Una traduzione dal greco dell'allievo Pascoli per il prof. Carducci

di Serena Laudadio 17 agosto 2015

L’ha ritrovato in un’antica biblioteca privata di un professore universitario. Un compito. Di greco. Allievo Giovanni Pascoli. Docente Giosuè Carducci. E in calce un ‘molto bene’ che ora sta facendo il giro del mondo.
Ecco la storia del ‘documento ritrovato’ che vede coinvolti due monumenti della cultura italiana. Protagonista della clamorosa scoperta Alessandro Anniballi, professore di musica e maestro di coro di Capranica, in provincia di Viterbo.

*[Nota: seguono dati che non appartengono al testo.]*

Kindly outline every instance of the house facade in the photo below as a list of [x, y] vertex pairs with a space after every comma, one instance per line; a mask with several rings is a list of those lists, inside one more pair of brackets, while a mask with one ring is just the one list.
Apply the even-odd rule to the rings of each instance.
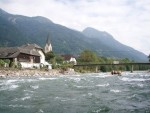
[[26, 44], [21, 47], [0, 48], [0, 59], [9, 59], [11, 62], [21, 64], [22, 68], [40, 68], [40, 66], [51, 65], [45, 61], [43, 49], [37, 44]]

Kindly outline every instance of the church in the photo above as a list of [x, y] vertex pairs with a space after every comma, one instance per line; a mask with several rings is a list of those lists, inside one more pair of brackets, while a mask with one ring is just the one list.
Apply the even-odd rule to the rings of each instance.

Un caso. Di quelli che sembrano scritti dal Destino. Un docente universitario che muore, una biblioteca messa insieme per una vita che rischia di finire nelle mani di un qualsiasi rigattiere, e un maestro di musica che sfogliando le pagine di uno di quei libri si accorge che c’è ‘qualcosa di strano’.
La notizia, come ormai capita sempre più spesso, postata su Facebook. Per la rabbia di quotidiani e giornalisti di mezzo mondo. Un professore di musica apprende da una sua amica che una antica e prestigiosa biblioteca privata di un famoso docente universitario morto da poco, sta per essere ceduta. Magari al rigattiere di turno.
Lui si chiama Alessandro Annibali. È maestro di coro a Capranica, in provincia di Viterbo. Ma è anche appassionato di libri antichi. Decide di andare a vedere questa biblioteca. E la figlia del docente universitario che aveva messo insieme quella collezione per anni gli lascia campo libero. “Prenda ciò che vuole”. Gli dice.
Annibali si porta via un po’ di libri. Tra questi Traduzioni, e riduzioni di Giovanni Pascoli raccolte e riordinate da Maria Pascoli. La sorella del poeta.
E fa il colpo del secolo.

A metà del libro ci sono alcuni fogli di carta spessa. Sono cuciti alle pagine del volume. “Toccandoli – racconta Annibali su Fb – si sentiva la vergatura della penna stilografica”.
Anniballi li stacca con delicatezza e li sottopone ad un esperto. Bingo. Si tratta di un compito di greco. Scritto da Pascoli per Carducci. Il poeta, ancora tra i banchi di scuola, spiega i criteri utilizzati per la traduzione. Poi affronta il testo: Batracomiomachia.
Alla fine della traduzione due parole: “Molto bene”. Sono il ‘voto’ di Giosuè Carducci al suo ‘allievo’.
Inutile dire che si tratta di una scoperta meravigliosa. Alcuni compiti di Pascoli erano già stati messi in mostra alcuni anni fa. Ma il ‘molto bene’ di un poeta ad un poeta, ha fatto il giro del mondo in poche ore.